Wednesday, February 10th, 2021

Bicep – Apricots

A musical flex…


Katherine St Asaph: The old Enigma trick of building moody downtempo synths around a sample presented as exotica — in this case two samples, one from Le Mystère des Voix Bulgares (as also heard on 4AD and Kate Bush records) and Malawian song “Gebede-gebede Ulendo Wasabwera,” by unnamed singers recorded by ethnomusicologist Hugh Tracey. Bicep do at least try harder to highlight the vocalists heard, relentlessly, throughout their song — though that trying doesn’t extend, as far as I can tell, to an actual credit, and it’s telling whose voices on the record are chopped into context-free sound effects and whose get to be “kept uncluttered.” Whatever and wherever the guilt, though, there’s still pleasure.

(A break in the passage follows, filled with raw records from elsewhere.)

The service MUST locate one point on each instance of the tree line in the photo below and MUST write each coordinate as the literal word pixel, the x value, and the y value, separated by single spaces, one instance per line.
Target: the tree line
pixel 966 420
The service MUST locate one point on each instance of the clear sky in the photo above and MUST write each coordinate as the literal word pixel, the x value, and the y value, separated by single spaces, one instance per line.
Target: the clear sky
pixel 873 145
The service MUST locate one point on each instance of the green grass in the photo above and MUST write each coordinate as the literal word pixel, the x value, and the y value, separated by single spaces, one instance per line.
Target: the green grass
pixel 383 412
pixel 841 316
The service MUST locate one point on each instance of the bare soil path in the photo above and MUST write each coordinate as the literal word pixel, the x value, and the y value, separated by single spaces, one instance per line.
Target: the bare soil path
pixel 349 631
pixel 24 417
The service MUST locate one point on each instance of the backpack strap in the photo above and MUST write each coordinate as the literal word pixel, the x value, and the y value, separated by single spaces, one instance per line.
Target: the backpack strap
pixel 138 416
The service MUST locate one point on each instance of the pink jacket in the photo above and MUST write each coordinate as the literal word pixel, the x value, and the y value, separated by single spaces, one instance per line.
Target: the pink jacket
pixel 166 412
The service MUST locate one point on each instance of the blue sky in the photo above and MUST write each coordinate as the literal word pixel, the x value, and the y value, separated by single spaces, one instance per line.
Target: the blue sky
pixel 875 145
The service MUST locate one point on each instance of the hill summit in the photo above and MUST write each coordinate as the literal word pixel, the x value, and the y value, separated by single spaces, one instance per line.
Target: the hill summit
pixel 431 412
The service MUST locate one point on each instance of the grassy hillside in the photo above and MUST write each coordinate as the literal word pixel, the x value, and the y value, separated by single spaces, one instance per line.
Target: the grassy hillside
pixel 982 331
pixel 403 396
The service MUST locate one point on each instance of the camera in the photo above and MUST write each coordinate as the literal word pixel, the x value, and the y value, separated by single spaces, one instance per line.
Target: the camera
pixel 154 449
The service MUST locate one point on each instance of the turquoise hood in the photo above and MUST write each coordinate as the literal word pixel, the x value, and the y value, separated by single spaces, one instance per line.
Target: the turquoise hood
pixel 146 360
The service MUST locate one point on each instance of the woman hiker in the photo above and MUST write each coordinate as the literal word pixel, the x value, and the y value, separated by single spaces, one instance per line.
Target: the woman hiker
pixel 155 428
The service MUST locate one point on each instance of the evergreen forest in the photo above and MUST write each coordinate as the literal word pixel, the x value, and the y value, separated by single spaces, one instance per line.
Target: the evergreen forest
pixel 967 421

Thomas Inskeep: A decade ago, this largely instrumental slab of soaring techno (with a repetitive vocal sample that sounds like a chant over the course of the song) would’ve made for a transportive moment in the Sahara tent at Coachella. Nowadays, it’s still transportive — at the proper volume, in my apartment.

Jeffrey Brister: Nothing but beautiful, sad vibing here, watching the sun rise over a cyberpunk dystopia city, the neon night giving way to the murky tones of dawn. I’m utterly lost in this — in the precision and simplicity of its construction, its simple layering managing to do so much work.

Samson Savill de Jong: I don’t do drugs, I’m sat alone in my bedroom, and I like this. A lot. I daren’t imagine how transcendent this would be to someone out of their mind on acid at an all night rave. I could talk about how well controlled all its elements are, how tight the instrumentation is without being stiff, about how the main “melody” sound could’ve, possibly should’ve, been extremely annoying but instead is forced to submit to the power of the song, but sometimes you just have to stand back and admire something, especially when it’s this uncompromisingly sure of itself.

Juana Giaimo: There are many things that I find interesting about “Apricots”. I like the kind of chant that appears after half a minute, the low trembling keyboards in the background and the tense and piercing sound. It is all covered under that rather annoying vocal loop, and unfortunately it only shuts up towards the end.

Oliver Maier: It’s easy to imagine the kind of song that Bicep thought that they were making here. Something like “Only Human” or “Gosh”, the secret weapon that some lad at a house party that you’ve somehow ended up at might queue as soon as he gains control of the Bluetooth speakers in the vain hopes that someone might compliment him on his excellent taste. The problem is that it treads water for its entire duration and never tries for the deep end, either sonically (there’s no bass) or figuratively (keeps acting like it’s going to bang at some point; never does).

Alfred Soto: A throwback but not smotheringly so: I played it after Avalon Emerson’s “Rotting Hills” for a double dose of Balearic bliss. Guess I’m a sucker for sustained synth chords. Fuzzy and sweet.